Beitragvon Julian » Mi 18. Jan 2017, 16:02

Nicht, dass es irgend jemand interessieren würde - die Meinungspolizei hat ihr Urteil schon längst gesprochen - aber hier Höckes persönliche Erklärung zu der Rede:

„Ich bin erstaunt über die Berichterstattung zu meiner Rede vom 17. Januar in Dresden. Angeblich soll ich dort das Holocaust-Gedenken der Deutschen kritisiert haben. Diese Auslegung ist eine bösartige und bewusst verleumdende Interpretation dessen, was ich tatsächlich gesagt habe.

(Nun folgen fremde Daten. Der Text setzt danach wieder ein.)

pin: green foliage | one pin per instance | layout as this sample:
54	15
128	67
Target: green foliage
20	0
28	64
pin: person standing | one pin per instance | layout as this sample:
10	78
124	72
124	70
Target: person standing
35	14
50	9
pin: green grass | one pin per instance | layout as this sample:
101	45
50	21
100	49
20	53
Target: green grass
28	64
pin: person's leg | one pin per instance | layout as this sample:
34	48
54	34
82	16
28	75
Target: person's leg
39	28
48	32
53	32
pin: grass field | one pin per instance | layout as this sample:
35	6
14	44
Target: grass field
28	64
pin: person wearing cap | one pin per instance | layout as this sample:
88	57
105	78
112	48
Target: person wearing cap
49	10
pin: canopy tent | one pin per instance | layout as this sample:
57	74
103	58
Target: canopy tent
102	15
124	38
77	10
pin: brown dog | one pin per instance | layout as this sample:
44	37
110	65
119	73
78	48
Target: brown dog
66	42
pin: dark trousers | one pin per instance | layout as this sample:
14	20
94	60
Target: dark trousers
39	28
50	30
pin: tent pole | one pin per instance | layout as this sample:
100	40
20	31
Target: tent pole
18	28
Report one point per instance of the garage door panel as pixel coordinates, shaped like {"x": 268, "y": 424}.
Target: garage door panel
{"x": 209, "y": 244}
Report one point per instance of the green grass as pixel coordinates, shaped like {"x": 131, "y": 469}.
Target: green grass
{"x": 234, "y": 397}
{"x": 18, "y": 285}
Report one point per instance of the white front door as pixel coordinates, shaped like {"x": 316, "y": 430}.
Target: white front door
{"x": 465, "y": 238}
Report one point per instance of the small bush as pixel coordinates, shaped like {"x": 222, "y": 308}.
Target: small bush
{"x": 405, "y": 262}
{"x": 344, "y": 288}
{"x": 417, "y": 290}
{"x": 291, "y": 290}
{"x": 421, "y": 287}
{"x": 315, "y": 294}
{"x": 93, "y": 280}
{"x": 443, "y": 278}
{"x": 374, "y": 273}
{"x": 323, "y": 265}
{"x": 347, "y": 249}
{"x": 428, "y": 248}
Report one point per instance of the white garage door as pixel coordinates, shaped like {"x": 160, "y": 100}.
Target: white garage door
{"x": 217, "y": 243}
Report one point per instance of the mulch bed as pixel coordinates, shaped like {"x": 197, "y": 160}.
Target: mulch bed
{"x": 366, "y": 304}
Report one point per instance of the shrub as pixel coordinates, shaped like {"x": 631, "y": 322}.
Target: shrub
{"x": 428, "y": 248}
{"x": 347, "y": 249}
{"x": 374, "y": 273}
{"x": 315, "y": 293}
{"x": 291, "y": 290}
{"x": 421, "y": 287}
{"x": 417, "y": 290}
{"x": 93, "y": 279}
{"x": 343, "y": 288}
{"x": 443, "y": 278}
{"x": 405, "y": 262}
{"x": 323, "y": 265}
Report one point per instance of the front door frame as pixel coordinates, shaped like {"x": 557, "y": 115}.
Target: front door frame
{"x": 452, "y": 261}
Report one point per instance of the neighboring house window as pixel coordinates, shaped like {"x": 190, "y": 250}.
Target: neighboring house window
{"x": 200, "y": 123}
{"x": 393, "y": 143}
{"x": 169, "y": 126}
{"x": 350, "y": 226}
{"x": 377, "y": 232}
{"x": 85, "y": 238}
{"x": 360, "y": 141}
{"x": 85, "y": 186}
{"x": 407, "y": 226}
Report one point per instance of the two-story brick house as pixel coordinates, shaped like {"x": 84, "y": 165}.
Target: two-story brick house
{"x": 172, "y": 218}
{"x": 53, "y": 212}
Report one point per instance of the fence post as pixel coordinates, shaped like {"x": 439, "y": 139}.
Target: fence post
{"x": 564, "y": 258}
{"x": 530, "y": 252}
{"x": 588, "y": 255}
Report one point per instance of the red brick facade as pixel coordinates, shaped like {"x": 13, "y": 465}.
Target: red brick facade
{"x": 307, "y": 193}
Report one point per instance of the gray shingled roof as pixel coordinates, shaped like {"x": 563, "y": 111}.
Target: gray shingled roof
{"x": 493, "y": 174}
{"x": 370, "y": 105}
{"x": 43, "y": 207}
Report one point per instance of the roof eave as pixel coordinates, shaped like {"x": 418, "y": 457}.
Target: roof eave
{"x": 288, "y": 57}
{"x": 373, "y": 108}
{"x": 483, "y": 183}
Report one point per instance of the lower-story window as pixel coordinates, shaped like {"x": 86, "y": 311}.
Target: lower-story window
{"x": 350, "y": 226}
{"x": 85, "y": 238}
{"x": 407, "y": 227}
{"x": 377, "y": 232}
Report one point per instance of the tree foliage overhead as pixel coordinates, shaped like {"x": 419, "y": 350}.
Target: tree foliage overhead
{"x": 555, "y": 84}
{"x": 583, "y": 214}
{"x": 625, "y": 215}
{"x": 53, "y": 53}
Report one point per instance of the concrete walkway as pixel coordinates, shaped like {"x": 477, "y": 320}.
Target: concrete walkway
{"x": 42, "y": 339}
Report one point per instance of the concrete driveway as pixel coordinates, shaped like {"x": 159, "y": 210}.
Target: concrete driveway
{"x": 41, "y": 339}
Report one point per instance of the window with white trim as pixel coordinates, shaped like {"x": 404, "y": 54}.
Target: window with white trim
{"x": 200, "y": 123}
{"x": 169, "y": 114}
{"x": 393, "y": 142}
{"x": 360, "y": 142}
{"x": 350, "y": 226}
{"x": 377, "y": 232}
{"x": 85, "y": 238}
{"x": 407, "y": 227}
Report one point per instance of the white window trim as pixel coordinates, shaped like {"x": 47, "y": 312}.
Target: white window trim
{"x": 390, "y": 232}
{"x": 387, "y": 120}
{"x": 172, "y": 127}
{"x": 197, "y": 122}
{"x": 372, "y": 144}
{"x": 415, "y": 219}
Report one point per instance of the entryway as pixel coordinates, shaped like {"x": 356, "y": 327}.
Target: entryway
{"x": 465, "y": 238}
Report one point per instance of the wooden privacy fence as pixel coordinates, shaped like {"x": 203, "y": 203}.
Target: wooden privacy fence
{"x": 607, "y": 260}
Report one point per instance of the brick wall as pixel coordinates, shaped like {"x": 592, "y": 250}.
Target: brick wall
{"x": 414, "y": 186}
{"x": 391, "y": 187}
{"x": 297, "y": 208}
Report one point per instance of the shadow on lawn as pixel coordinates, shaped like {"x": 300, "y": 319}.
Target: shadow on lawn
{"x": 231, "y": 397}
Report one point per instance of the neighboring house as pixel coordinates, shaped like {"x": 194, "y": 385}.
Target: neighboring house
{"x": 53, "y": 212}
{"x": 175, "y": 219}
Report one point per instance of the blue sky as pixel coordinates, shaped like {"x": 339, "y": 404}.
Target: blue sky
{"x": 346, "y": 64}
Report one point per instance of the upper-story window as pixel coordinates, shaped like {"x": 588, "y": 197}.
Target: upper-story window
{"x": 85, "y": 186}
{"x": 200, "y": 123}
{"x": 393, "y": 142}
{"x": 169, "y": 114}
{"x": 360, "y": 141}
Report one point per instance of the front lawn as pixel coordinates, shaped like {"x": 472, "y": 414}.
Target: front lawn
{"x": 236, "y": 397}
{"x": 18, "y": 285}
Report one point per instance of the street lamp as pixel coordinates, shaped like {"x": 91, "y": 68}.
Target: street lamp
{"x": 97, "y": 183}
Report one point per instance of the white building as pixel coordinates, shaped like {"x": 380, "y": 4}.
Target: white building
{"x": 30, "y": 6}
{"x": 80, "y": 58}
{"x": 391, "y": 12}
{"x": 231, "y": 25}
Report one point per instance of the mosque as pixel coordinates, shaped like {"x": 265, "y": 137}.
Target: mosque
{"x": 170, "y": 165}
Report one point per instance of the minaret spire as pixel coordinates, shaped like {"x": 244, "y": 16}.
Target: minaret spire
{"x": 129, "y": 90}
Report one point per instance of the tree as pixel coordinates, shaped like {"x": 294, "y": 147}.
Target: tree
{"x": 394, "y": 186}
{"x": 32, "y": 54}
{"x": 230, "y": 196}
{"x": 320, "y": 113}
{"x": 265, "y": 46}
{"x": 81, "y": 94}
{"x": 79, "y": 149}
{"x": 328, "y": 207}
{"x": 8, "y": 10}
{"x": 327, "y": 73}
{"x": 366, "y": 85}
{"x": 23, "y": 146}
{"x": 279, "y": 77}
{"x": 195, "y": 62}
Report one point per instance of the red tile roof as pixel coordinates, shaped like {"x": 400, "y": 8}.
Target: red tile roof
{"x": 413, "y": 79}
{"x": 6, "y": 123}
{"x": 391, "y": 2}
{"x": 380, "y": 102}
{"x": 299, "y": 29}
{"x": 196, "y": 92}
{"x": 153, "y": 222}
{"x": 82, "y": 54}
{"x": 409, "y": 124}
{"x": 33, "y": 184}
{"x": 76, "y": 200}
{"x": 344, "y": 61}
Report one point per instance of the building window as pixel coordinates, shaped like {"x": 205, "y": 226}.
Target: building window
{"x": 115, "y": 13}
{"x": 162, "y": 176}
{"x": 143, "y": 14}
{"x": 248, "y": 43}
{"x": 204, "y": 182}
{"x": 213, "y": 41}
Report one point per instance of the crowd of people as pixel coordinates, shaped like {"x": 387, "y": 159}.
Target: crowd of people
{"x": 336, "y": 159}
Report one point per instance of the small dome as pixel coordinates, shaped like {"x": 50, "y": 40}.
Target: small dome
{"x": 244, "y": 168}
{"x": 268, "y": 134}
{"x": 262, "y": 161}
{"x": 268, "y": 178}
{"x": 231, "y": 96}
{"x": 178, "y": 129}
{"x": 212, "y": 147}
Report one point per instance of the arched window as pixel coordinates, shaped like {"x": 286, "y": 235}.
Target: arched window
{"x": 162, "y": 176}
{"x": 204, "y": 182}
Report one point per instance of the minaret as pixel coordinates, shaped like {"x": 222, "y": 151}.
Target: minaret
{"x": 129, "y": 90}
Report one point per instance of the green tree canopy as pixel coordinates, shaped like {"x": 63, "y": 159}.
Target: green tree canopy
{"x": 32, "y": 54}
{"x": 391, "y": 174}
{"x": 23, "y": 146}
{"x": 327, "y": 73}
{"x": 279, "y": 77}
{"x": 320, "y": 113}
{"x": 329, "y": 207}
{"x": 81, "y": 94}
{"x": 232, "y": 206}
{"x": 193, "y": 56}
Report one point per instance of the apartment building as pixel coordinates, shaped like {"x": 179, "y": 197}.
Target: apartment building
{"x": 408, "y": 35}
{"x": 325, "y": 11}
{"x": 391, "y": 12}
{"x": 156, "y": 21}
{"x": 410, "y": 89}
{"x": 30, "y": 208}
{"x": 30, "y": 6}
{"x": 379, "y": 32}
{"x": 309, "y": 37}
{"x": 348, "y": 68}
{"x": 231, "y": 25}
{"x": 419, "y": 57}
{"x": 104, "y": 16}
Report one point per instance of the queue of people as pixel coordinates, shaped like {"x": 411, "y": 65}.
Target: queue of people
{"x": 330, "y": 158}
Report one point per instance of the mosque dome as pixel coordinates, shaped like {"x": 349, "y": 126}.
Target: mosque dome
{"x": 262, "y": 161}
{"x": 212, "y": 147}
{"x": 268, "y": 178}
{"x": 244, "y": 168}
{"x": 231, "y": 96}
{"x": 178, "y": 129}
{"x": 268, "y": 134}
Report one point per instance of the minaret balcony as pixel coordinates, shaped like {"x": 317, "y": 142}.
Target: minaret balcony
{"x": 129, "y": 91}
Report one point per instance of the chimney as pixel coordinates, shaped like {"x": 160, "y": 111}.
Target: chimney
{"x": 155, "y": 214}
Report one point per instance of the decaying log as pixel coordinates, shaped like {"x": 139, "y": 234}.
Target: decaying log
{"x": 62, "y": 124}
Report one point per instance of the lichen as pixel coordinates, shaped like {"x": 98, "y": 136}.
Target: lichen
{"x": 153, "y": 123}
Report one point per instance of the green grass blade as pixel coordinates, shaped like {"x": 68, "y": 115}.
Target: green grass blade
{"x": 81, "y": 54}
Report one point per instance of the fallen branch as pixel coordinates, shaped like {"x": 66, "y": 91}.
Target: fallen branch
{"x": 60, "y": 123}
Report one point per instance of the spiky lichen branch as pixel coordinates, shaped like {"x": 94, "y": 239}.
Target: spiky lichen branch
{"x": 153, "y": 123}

Wörtlich habe ich gesagt: ,Wir Deutschen sind das einzige Volk, das sich ein Denkmal der Schande in das Herz seiner Hauptstadt gepflanzt hat.‘

Das heißt, ich habe den Holocaust, also den von Deutschen verübten Völkermord an den Juden, als Schande für unser Volk bezeichnet. Und ich habe gesagt, dass wir Deutsche diesem auch heute noch unfassbaren Verbrechen, also dieser Schuld und der damit verbundenen Schande mitten in Berlin, ein Denkmal gesetzt haben.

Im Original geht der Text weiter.